I’ve begun to realize that we’re not at all utilizing Gary Vaynerchuk to the extent that we could be.
For those still unfamiliar with www.winelibrarytv.com even after several shout-outs in the e-mails, I definitely recommend you spend some time browsing the two years of weekly blogs that exist. Gary and his team have covered just about every tasting topic imaginable, and those who have started figuring out what we like best in the wine world — which probably covers most of us — will find that his videos provide a bounty of tasting notes and recommendations we might find interesting. In addition, he really knows how to taste wine in an open-minded, approachable and unbiased way, and watching him interact with a wine is hugely beneficial in terms of learning how to taste. He’s basically the “Car Talk” of wine, lets put it that way.

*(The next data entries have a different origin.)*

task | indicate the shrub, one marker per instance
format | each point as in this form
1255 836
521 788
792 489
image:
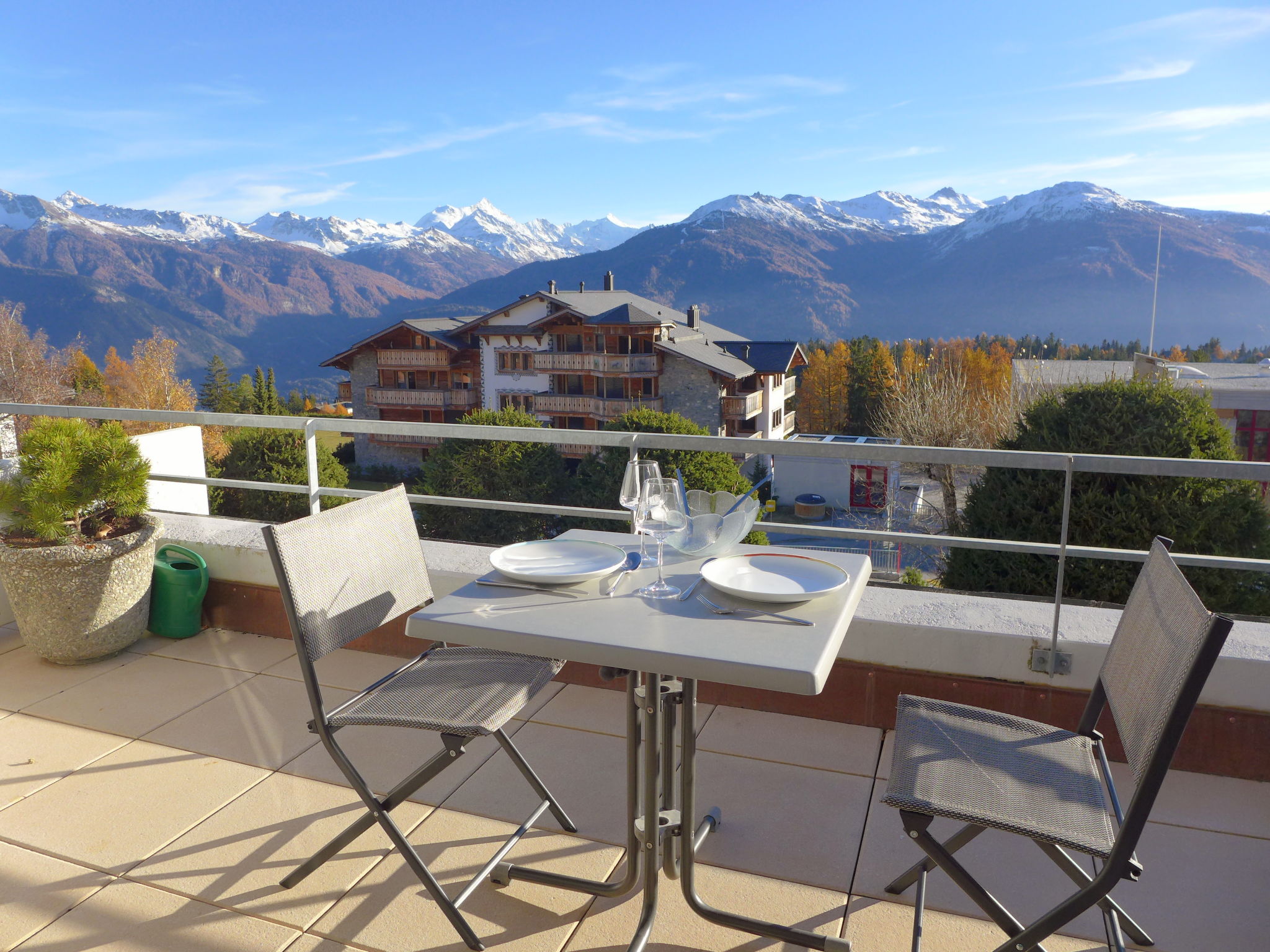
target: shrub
275 456
1135 418
492 469
600 475
76 483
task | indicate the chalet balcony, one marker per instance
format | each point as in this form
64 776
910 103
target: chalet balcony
591 405
413 358
745 405
562 362
397 397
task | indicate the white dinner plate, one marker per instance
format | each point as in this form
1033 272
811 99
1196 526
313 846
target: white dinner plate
557 560
774 578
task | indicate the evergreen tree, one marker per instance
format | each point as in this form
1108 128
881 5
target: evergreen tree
1110 511
244 397
491 469
216 394
273 456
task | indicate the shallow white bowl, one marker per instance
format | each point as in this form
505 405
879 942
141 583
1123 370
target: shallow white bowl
774 578
557 560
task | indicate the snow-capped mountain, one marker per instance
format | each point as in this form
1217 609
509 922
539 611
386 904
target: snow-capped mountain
484 226
173 226
1067 201
887 211
335 236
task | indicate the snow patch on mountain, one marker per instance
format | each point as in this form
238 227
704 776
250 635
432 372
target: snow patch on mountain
1067 201
172 226
486 226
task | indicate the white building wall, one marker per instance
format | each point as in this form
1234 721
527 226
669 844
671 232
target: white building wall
179 452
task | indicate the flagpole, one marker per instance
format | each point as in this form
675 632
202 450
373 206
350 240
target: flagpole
1155 294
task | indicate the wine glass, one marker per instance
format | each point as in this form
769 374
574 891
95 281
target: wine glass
638 472
659 513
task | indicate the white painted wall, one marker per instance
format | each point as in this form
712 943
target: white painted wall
179 452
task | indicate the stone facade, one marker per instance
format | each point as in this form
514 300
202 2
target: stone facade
693 391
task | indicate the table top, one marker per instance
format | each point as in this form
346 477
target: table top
666 637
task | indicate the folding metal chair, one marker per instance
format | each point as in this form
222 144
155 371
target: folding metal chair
347 571
991 770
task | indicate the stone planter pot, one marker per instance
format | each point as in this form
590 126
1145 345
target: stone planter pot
76 604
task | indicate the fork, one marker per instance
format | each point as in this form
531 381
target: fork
721 610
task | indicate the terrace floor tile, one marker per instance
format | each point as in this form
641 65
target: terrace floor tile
803 742
611 922
36 889
789 823
140 696
228 649
25 678
35 753
127 917
390 912
585 771
874 926
238 856
596 710
342 668
121 809
262 721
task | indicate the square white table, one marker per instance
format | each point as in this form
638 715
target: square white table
664 646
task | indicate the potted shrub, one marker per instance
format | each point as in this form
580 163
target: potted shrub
78 552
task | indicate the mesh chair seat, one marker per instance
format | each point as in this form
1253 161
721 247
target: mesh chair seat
993 770
465 691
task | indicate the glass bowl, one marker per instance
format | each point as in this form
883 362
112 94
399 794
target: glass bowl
708 532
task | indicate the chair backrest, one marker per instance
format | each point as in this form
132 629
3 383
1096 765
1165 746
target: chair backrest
1162 653
349 570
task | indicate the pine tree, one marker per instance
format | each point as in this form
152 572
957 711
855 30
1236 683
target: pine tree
216 394
244 397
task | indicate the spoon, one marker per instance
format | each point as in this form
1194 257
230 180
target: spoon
696 582
631 564
721 610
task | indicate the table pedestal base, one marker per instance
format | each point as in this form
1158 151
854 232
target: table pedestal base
658 815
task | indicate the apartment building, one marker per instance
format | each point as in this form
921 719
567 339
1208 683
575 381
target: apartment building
573 358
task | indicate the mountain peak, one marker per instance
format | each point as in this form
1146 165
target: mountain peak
69 200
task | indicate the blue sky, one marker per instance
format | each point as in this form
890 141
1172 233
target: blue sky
571 111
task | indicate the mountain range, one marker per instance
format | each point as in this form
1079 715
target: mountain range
288 289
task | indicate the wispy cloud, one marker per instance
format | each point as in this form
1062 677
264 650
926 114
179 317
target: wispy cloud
912 151
229 94
241 195
1206 117
1139 74
1213 24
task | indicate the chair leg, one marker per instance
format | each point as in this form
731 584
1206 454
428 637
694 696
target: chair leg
951 844
539 786
379 813
1077 875
395 796
916 827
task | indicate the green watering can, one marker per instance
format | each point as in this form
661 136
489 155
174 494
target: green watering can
177 597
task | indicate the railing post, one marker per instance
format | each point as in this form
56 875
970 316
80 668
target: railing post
1062 564
311 466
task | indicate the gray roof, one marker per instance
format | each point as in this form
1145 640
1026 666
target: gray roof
628 314
765 356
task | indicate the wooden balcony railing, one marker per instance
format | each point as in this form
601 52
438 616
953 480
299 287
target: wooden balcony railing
394 397
590 405
745 405
564 362
413 358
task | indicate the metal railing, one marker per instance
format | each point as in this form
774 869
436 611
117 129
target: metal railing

We’ll be basing our next two meetings off of an idea that Gary explored on this episode from earlier this month (Mac users can click here to watch a Quicktime version), in which he tastes several European varietals grown here in the states. Please watch the episode before coming in, and preferably before buying your wine. This week we’ll try the whites, followed by some reds next week.
Basically, you’ll want to buy an “old world” varietal that’s grown somewhere in the “new world” (Australia, New Zealand, South America… or, of course, the good old USA). But Jesse, aren’t all varietals “old world” varietals? Well, that’s a good point, and most of the major ones are. We’ll start by eliminating the big four: Chardonnay, Sauvignon Blanc, Riesling, and Pinot Gris/Pinot Grigio. Please do not bring any of those. Other than that, any traditional European white grape is fair game, as long as it’s grown outside of Europe. Here are some suggestions:
Albarino — made famous by the Spanish region of Rias Baixas, this crisp and floral white also appears in California (we had one at Longoria on the Santa Barbara trip). This possible ancient clone of Riesling is light and aromatic with a bouquet of peaches and melon.
Pinot Blanc — I hope someone finds a good Pinot Blanc. One website claims that “California winemakers who employ classic Burgundian techniques in making pinot blanc — using new and/or almost new French oak barrels for fermentation and aging and inducing a malo-lactic secondary fermentation to maximize the wine’s complexity — are creating truly memorable wines that are every bit as enjoyable as California chardonnays costing considerably more.”
Gewurztraminer — in California, this classic Alsace varietal runs crisp and floral with tropical fruit on the palate. If anyone finds the bottle that Gary tasted, I’ll be thrilled.
Roussanne — this classic Rhone varietal also does well in sunny California, where it can produce full-bodied wines of exceptional richness and flavors of honey and pear.
Semillon — along with Sauvignon Blanc, this is the major white grape of Bordeaux, and has since been grown successfully in California and in Australia, where it makes solid, honeyed wines that can age for years.
Viognier – Remember the Scarlett Johannson wine? The majority of the articles on the white grape Viognier tend to reference its floral nature, its intense fruit aromas, and its richness of body and flavor.
We’ll be meeting for the first time at Jen Johnson’s place in Santa Monica: (Jen’s sweet address)
Chill your delicious Old World white varietal grown somewhere new, and we’ll see you all at 9pm tomorrow night.